Lundberg and Ellwood are by no means sanguine about the effects of price competition on health care. "[T]he larger concern for patients, providers, and purchasers alike," they say, "is that intensive price competition. . .[is] causing the most personal of human services to become a commodity to be sold like soap or cereal."

Yet Lundberg and Ellwood are optimistic that the kind of information provided by Ware's study can help improve the "work in progress" that is the nation's health care system.

"[W]e are recognizing that the easiest, crude approaches to cost containment have reached their limits," they write. "Purchasers and consumers know that it is possible to compare plans and providers based on quality and are becoming more sophisticated in demanding this information.

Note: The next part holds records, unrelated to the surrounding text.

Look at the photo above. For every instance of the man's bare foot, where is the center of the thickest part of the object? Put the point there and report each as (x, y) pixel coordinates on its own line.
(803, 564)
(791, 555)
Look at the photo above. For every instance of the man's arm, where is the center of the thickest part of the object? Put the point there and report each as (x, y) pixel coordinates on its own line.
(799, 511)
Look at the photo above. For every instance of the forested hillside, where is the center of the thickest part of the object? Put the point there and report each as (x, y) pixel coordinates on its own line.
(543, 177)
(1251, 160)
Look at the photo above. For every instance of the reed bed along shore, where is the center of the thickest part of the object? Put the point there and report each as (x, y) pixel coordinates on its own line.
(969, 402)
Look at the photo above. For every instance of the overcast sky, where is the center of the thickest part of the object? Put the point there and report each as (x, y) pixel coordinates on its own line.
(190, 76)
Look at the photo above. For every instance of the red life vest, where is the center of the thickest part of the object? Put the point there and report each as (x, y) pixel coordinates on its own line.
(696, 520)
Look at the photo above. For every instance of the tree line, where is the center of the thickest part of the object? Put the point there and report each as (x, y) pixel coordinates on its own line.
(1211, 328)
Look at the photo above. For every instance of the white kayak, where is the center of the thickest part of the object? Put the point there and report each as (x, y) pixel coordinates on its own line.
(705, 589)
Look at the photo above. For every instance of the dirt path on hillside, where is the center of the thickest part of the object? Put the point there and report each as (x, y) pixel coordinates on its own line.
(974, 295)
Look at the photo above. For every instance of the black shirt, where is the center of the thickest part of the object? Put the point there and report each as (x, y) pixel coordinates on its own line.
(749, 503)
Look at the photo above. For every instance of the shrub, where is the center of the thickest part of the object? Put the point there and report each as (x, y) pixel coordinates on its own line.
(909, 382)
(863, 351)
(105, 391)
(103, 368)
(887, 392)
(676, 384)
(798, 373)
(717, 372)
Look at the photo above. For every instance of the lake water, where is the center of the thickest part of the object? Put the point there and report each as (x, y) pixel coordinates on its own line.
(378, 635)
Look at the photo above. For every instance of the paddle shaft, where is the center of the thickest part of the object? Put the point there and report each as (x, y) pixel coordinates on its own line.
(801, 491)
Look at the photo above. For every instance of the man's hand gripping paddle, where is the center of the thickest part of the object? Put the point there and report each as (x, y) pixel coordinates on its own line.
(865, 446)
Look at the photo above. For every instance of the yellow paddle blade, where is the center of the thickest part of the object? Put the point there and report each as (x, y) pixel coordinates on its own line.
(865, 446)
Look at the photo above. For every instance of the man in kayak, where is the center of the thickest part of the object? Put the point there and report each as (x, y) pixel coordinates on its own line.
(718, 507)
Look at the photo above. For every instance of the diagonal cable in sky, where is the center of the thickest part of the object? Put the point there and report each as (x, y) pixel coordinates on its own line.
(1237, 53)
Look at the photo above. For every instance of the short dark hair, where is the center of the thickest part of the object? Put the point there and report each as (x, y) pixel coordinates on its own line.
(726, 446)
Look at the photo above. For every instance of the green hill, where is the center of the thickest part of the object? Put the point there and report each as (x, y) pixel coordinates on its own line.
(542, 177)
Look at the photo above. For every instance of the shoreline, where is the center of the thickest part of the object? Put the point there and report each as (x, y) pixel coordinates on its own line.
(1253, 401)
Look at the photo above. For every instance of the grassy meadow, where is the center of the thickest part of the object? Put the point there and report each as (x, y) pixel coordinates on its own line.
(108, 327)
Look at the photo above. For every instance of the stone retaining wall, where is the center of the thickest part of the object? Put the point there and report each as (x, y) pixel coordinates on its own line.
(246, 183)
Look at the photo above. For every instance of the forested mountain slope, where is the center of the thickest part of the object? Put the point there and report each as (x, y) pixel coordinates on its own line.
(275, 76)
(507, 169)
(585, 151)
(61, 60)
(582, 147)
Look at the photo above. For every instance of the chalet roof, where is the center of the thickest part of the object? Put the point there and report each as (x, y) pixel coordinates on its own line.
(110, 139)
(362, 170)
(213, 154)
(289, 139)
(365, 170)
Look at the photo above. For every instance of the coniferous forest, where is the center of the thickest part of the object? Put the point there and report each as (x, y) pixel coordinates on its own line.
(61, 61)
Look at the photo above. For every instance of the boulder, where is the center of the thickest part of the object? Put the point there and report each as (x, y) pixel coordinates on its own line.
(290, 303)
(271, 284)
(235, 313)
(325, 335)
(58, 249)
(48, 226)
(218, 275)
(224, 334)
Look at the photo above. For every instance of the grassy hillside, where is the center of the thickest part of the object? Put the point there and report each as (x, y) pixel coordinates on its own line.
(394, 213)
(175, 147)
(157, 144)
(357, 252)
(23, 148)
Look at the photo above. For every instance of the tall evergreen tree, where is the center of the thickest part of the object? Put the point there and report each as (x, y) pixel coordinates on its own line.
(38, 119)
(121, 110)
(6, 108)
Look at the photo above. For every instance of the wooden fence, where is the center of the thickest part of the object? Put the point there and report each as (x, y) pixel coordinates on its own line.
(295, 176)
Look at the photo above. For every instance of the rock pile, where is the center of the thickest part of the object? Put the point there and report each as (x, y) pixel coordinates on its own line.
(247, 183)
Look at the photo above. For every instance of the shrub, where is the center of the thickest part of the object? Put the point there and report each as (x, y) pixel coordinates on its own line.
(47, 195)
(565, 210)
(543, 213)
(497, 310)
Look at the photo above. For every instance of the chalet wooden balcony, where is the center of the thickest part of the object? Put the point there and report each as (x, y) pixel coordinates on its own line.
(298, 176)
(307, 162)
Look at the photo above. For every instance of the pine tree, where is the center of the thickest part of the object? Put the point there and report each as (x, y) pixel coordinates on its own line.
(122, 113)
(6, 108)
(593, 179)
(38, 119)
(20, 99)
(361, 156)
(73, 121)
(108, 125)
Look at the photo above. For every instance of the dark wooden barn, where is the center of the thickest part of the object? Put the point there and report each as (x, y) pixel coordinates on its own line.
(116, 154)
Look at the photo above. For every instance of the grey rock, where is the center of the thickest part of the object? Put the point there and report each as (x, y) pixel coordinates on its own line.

". . .Professional black boxes and undocumented claims of superior individual credentials and results are no longer enough! Organizational transparency and readily available objective evidence of health improvement is in!"

Accountability to the public, with special attention to the opinions of patients, not the financial needs of health plans, will be the next trend, they predict.

"The standards for assessing performance must be based on the patient's experience of health and illness. . . ," they say. "With billions of competitive dollars at stake, no plan can be objective about how it should be judged. The measures used to assess quality should not be constrained by the self-interest of the provider or financing organizations. . . . [O]ur health system is accountable to the public, and the public must decide what level of reporting or burden is appropriate."